JAKARTA – PBNU dikabarkan akan menggelar rapat pleno, hari ini, Kamis (29/1/2026). Surat undangan diteken langsung Rais Aam KH Miftachul Akhyar.
Undangan tertanggal 28 Januari 2026 itu, mengajak PBNU untuk mengikuti pleno yang digelar di Kantor PBNU Kramat Raya, pukul 16.00 sampai dengan selesai.
“Kalau pemimpin tertinggi (PBNU) sudah mengambil keputusan seperti itu, apa pun alasan yang melatar belakanginya, ya harus diterima. Suka atau tidak suka, benar atau tidak benar. Kita harus taat asas. Ini organisasi, jangan maunya sendiri,” tegas seorang sumber dilansir duta.co.
Kabar terbaru KH Yahya Cholil Staquf konon sudah sowan ke Rais Aam di Surabaya. Intinya Harlah 100 tahun NU di Gelora Bung Karno (GBK) Jakarta jangan sampai gagal.
“Sementara Rais Aam merasa dicatut namanya. Maka, ketika tahu jelang acara, beliau memberikan syarat, bahwa pleno harus dilaksanakan terlebih dahulu. Pun undangan harus diteken empat orang, jajaran syuriyah dan tanfidziyah. Di situ sekaligus mengembalikan posisi Gus Ipul (H Saifullah Yusuf) sebagai Sekjend PBNU,” terang sumber tersebut.
Nah, dalam pleno nanti akan ada legalisasi baru, bisa jadi membatalkan (menasakh) keputusan Rapat Pleno sebelumnya dengan mengembalikan posisi Ketum PBNU kepada Gus Yahya, misalnya. Sementara jabatan Sekjend harus kembali ke Gus Ipul.
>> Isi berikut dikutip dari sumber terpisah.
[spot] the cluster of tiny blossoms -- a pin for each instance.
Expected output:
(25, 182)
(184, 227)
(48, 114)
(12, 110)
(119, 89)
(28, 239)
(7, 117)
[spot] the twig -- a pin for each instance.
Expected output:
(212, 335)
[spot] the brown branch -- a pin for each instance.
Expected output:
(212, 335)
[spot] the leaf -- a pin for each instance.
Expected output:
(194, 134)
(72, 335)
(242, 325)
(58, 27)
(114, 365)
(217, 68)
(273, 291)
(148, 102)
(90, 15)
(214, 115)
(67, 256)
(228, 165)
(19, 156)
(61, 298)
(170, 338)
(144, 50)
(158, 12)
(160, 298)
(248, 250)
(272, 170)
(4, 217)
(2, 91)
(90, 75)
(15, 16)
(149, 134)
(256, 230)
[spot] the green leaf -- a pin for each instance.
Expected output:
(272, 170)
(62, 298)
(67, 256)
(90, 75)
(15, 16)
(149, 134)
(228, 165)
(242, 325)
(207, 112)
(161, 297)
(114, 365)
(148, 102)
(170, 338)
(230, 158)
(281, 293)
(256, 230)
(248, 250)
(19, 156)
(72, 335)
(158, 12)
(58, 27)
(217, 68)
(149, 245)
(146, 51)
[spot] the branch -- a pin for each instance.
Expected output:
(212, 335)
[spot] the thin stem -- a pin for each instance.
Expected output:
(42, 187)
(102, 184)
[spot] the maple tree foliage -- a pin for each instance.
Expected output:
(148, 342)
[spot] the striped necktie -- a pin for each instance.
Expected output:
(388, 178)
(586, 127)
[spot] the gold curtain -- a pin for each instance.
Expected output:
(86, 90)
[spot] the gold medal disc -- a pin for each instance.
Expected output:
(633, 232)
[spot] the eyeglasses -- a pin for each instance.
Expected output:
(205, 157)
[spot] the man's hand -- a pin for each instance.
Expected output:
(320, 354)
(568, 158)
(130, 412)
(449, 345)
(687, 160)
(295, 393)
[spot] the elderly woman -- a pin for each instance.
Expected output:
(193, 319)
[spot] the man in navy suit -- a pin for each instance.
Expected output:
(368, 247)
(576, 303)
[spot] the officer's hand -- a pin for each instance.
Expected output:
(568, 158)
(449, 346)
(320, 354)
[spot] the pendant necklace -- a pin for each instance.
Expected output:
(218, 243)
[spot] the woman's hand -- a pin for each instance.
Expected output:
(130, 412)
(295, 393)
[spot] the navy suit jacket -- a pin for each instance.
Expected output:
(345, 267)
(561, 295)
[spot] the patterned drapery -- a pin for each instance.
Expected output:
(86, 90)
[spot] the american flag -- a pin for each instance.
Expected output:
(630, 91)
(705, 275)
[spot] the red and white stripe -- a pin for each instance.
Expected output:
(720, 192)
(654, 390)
“Bisa saja Pj Ketum PBNU KH. Zulfa Mustofa mundur. Karena alasan yang paling rasional dan legal serta elegan adalah bila Pj Ketum PBNU mengundurkan diri atau menyerahkan mandatnya kepada Rais Aam PBNU. Sehingga Rais Aam punya alasan untuk mengisi kekosongan jabatan Ketua Umum PBNU perlu dilakukan rapat pleno,” tebak Drs Abdul Kholiq, warga NU Jombang.
Dan, lanjutnya, tampaknya alasan itulah salah satu yang akan digunakan oleh Rais Aam, bahwa Pj Ketum PBNU KH. Zulfa Mustofa telah menyerahkan mandatnya kepada Rais Aam PBNU. “Ini organisasi kang. Bukan kumpulan arisan,” pungkasnya. (mky)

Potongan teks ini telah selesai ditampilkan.